Ulmer campaign spokesman Jason Moore took issue with Murkowski's characterization.
"One of the things Murkowski doesn't seem to be aware of is what's been happening in Alaska over the last seven years," Moore said. "The current administration has been very friendly to the oil industry."
One of the biggest incentives, areawide leasing, was put in place in 1998 at the industry's request. The Department of Natural Resources used to wait until companies expressed interest in an area before opening it to bidding.
"It's been hugely successful. They've had record sales," Moore said.

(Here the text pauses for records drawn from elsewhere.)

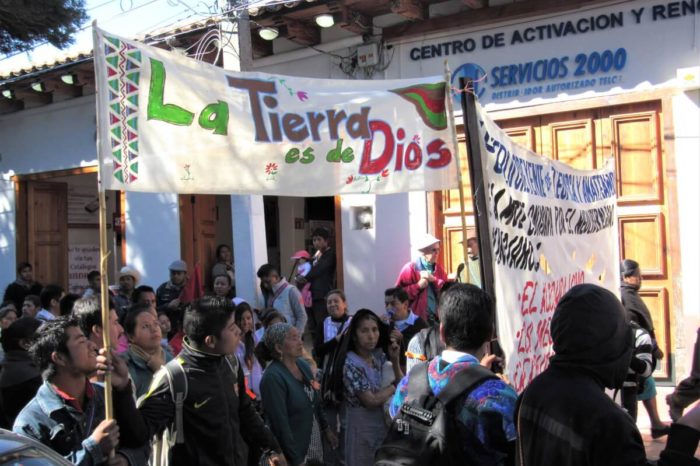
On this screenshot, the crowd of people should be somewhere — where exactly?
[0,229,700,466]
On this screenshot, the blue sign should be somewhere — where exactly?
[451,48,627,104]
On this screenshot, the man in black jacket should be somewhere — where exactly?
[297,228,335,349]
[139,296,286,466]
[515,284,698,466]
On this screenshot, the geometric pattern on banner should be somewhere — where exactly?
[103,35,141,184]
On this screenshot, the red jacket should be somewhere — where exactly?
[396,258,447,322]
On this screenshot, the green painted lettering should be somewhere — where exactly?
[284,147,299,163]
[199,100,228,135]
[147,58,196,126]
[299,147,316,164]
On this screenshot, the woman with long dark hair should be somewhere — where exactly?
[235,302,263,398]
[343,309,403,466]
[260,323,337,466]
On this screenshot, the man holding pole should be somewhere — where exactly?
[12,316,148,466]
[396,234,447,324]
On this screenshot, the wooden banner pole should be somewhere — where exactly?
[92,20,114,420]
[445,60,472,283]
[459,78,496,299]
[97,188,114,419]
[459,78,504,372]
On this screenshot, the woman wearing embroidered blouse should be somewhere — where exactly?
[343,309,403,466]
[260,323,338,466]
[235,302,262,398]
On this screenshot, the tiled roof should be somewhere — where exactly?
[0,18,219,85]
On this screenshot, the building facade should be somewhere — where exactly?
[0,0,700,382]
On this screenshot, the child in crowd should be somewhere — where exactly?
[235,302,262,399]
[255,307,287,341]
[292,249,312,307]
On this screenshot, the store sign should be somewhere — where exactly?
[94,28,458,196]
[401,0,700,104]
[477,105,619,392]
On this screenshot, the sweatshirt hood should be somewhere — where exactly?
[551,284,634,389]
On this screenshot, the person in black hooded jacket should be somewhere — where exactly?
[620,259,671,438]
[515,284,700,466]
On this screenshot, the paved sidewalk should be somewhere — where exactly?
[637,386,700,460]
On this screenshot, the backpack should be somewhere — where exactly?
[321,329,350,406]
[374,362,497,466]
[418,325,445,362]
[150,356,238,466]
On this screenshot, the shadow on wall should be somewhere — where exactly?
[126,192,180,288]
[343,194,410,314]
[0,180,16,289]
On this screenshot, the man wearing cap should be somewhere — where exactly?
[456,236,481,288]
[396,235,447,323]
[114,265,141,320]
[257,264,307,335]
[297,228,336,349]
[156,259,187,309]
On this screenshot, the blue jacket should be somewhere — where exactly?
[12,381,148,466]
[122,346,173,398]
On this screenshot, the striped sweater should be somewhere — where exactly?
[623,322,654,387]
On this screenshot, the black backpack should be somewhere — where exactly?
[418,325,445,362]
[374,362,497,466]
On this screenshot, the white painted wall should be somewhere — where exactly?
[672,90,700,379]
[0,179,17,291]
[341,193,427,314]
[278,196,311,277]
[0,96,96,286]
[125,192,180,288]
[0,96,180,286]
[231,196,267,309]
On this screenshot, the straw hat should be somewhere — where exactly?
[291,249,311,260]
[117,265,141,283]
[416,234,440,251]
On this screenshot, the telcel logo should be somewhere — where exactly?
[450,63,488,105]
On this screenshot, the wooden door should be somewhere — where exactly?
[180,194,219,288]
[26,181,68,289]
[435,101,677,379]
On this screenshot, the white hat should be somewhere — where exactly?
[416,234,440,251]
[117,265,141,283]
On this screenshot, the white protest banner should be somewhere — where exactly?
[93,27,458,196]
[477,105,620,392]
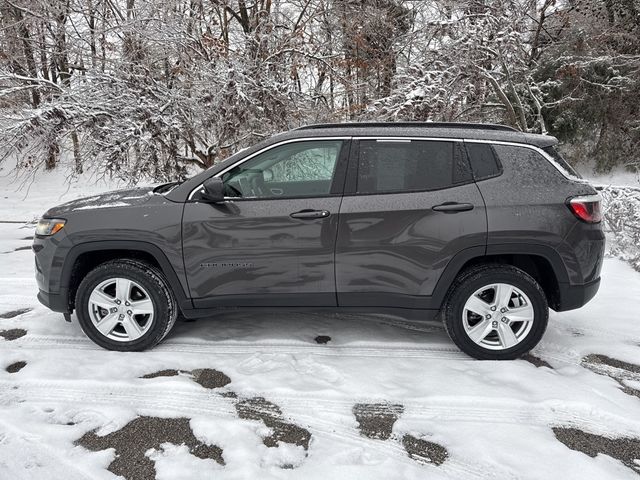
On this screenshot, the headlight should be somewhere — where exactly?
[36,218,67,237]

Ulmer has not ruled out new oil taxes. Her idea for closing the fiscal gap includes a "parachute plan" that calls for new tax measures, to be determined with legislators, to kick in if the state's Constitutional Budget Reserve fund falls below $1 billion. However, Ulmer personally believes oil companies have carried the brunt of the tax burden and Alaskans should not look to them for more, Moore said.
"We don't want to create a disincentive to investment," Moore said.
In Wednesday's address, Murkowski laid out a variety of incentives, including one for exploration wells that allows for a 50-percent recovery of qualified seismic and exploration well drilling costs through credits to severance tax or royalty payments or both.
He called for oil companies to return North Slope leases after five years, rather than seven, if no seismic or drilling activity has taken place.
Among his other ideas, Murkowski recommended the state:
Release proprietary seismic data after 20 years rather than hold it in perpetuity.
Streamline permitting for wells, in part by shifting personnel from other departments, retraining them and assigning them to permitting activity.
Construct gravel roads in select areas on the North Slope to create staging areas for resource development.
Negotiate project-specific incentives for heavy oil projects if producers commit to developing them by a certain time.
Seek other producers to develop heavy oil sites unused by major producers.